An oil refinery that went bust has seen its immediate future secured under a deal that will provide it with work for the next three months.
The Coryton plant in Essex, which supplies 20% of fuel in London and the South East, was recently plunged into administration by its Swiss owner Petroplus, prompting fears of up to 1,000 job losses.
However a consortium of financiers has now reached an agreement with administrators PwC that will see them pay to refine oil at the plant for the next three months.
Normally, Coryton would own the oil it refines but this temporary deal will see the plant's services effectively hired out by the consortium, who will supply their own oil.
The deal, involving Morgan Stanley bank and private equity firms KKR Asset Management and AtlasInvest, will allow work to continue and give administrators extra time to look for a buyer or seek a refinancing.
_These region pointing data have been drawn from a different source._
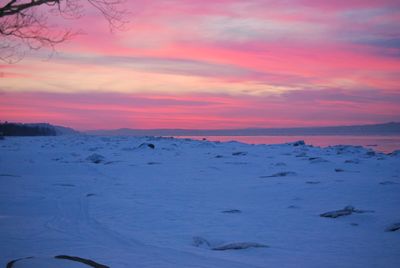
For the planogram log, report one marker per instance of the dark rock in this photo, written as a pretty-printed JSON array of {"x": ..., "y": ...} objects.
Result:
[
  {"x": 392, "y": 228},
  {"x": 82, "y": 260},
  {"x": 199, "y": 241},
  {"x": 239, "y": 245},
  {"x": 147, "y": 145},
  {"x": 338, "y": 213},
  {"x": 387, "y": 183},
  {"x": 281, "y": 174},
  {"x": 239, "y": 153},
  {"x": 95, "y": 158},
  {"x": 232, "y": 211}
]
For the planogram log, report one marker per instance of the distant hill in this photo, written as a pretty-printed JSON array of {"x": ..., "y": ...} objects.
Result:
[
  {"x": 392, "y": 128},
  {"x": 36, "y": 129}
]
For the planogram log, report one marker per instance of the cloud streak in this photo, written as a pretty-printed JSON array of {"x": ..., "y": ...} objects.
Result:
[{"x": 221, "y": 63}]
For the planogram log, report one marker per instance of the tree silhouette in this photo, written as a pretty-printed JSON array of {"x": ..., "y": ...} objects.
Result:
[{"x": 25, "y": 25}]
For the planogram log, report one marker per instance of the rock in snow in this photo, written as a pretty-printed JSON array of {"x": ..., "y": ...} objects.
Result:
[
  {"x": 95, "y": 158},
  {"x": 60, "y": 261},
  {"x": 338, "y": 213},
  {"x": 239, "y": 245},
  {"x": 393, "y": 227}
]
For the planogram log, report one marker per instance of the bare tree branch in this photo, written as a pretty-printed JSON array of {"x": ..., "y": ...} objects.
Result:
[{"x": 24, "y": 24}]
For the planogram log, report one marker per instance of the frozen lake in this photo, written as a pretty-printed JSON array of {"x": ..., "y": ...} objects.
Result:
[{"x": 384, "y": 144}]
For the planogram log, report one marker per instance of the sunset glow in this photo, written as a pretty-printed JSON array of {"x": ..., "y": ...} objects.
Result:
[{"x": 216, "y": 64}]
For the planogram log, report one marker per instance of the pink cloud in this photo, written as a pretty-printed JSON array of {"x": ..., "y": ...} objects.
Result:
[{"x": 200, "y": 111}]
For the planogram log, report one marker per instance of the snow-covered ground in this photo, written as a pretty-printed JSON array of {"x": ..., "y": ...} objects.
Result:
[{"x": 122, "y": 203}]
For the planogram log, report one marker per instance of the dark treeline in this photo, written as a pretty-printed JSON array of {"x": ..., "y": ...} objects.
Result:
[{"x": 14, "y": 129}]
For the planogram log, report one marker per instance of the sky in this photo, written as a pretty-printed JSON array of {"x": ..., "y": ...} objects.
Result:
[{"x": 214, "y": 65}]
It comes after administrators earlier this month acquired a cargo of oil to keep work going and buy the stricken plant some breathing space.
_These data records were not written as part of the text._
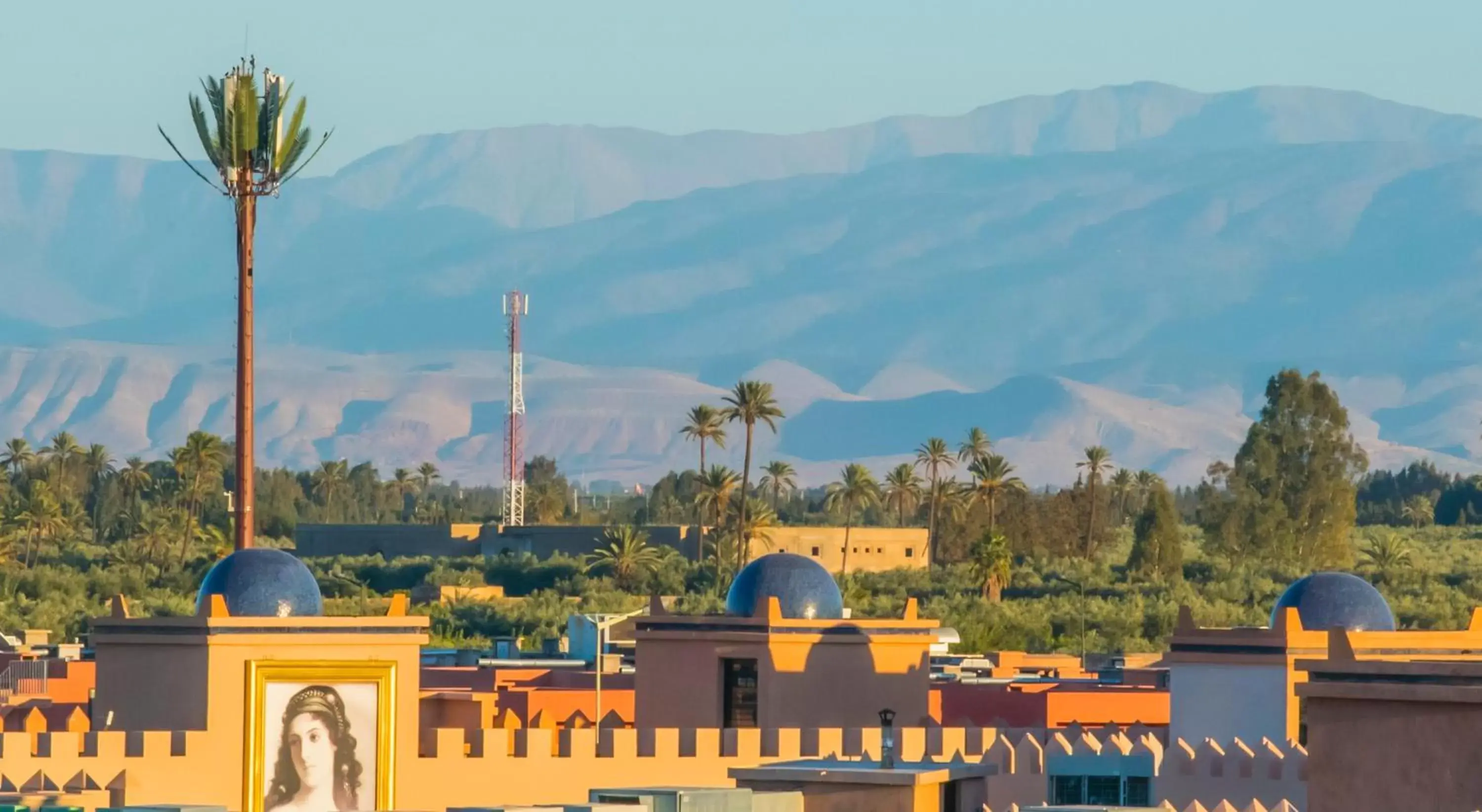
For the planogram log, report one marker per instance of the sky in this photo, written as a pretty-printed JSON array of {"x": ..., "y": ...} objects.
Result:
[{"x": 98, "y": 76}]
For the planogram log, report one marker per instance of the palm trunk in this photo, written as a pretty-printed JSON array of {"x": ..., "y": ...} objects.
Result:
[
  {"x": 716, "y": 544},
  {"x": 848, "y": 524},
  {"x": 247, "y": 467},
  {"x": 1091, "y": 515},
  {"x": 190, "y": 516},
  {"x": 743, "y": 547},
  {"x": 931, "y": 522}
]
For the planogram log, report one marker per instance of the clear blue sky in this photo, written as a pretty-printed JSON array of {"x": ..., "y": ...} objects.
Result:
[{"x": 97, "y": 76}]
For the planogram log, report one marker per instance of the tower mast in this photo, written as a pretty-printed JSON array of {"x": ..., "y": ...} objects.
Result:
[{"x": 516, "y": 306}]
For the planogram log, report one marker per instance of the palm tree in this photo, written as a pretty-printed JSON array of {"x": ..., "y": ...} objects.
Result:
[
  {"x": 546, "y": 501},
  {"x": 1146, "y": 481},
  {"x": 18, "y": 455},
  {"x": 713, "y": 488},
  {"x": 42, "y": 518},
  {"x": 993, "y": 565},
  {"x": 993, "y": 475},
  {"x": 1386, "y": 555},
  {"x": 933, "y": 457},
  {"x": 1419, "y": 510},
  {"x": 199, "y": 461},
  {"x": 98, "y": 466},
  {"x": 856, "y": 488},
  {"x": 427, "y": 475},
  {"x": 706, "y": 423},
  {"x": 329, "y": 482},
  {"x": 254, "y": 152},
  {"x": 1097, "y": 463},
  {"x": 976, "y": 447},
  {"x": 63, "y": 455},
  {"x": 759, "y": 522},
  {"x": 903, "y": 491},
  {"x": 399, "y": 487},
  {"x": 134, "y": 479},
  {"x": 1121, "y": 484},
  {"x": 750, "y": 402},
  {"x": 780, "y": 476},
  {"x": 626, "y": 556}
]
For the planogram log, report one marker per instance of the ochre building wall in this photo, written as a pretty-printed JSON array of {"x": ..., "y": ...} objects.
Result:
[{"x": 495, "y": 767}]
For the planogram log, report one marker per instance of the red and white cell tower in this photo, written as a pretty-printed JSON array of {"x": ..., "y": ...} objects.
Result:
[{"x": 516, "y": 306}]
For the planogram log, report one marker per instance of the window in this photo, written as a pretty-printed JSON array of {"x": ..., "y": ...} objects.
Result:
[
  {"x": 1068, "y": 790},
  {"x": 1109, "y": 790},
  {"x": 1139, "y": 790},
  {"x": 739, "y": 692},
  {"x": 1105, "y": 789}
]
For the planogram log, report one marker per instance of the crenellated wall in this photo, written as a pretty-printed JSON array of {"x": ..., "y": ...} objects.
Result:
[{"x": 484, "y": 768}]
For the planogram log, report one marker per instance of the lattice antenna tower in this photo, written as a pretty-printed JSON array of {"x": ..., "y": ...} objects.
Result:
[{"x": 515, "y": 306}]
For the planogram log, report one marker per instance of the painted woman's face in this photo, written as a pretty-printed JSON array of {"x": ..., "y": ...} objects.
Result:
[{"x": 313, "y": 753}]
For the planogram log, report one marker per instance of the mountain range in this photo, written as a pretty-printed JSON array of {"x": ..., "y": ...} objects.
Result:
[{"x": 1121, "y": 266}]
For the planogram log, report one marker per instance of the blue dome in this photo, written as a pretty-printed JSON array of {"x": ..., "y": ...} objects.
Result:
[
  {"x": 1336, "y": 601},
  {"x": 801, "y": 584},
  {"x": 263, "y": 583}
]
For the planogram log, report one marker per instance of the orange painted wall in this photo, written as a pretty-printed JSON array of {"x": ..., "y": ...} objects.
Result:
[
  {"x": 802, "y": 679},
  {"x": 1050, "y": 706}
]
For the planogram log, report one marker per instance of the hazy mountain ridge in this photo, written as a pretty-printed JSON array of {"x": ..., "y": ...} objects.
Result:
[
  {"x": 398, "y": 411},
  {"x": 1142, "y": 257}
]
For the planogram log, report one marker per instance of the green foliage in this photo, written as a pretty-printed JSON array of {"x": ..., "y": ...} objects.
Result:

PwC was recently reported to have received more than 40 expressions of interest for the plant from companies around the world and is still in discussions with potential buyers.
Joint administrator at PwC, Steven Pearson, said: "I am delighted to have reached this arrangement. It is the culmination of constructive negotiations over many days and it creates vital stability at the refinery whilst we find a restructuring solution."
Unite national officer Linda McCulloch said the deal was a welcome development which eases the pressure on the workers.
Energy Minister Charles Hendry added that it represented excellent progress for the refinery and was an outstanding example of the whole local community working together.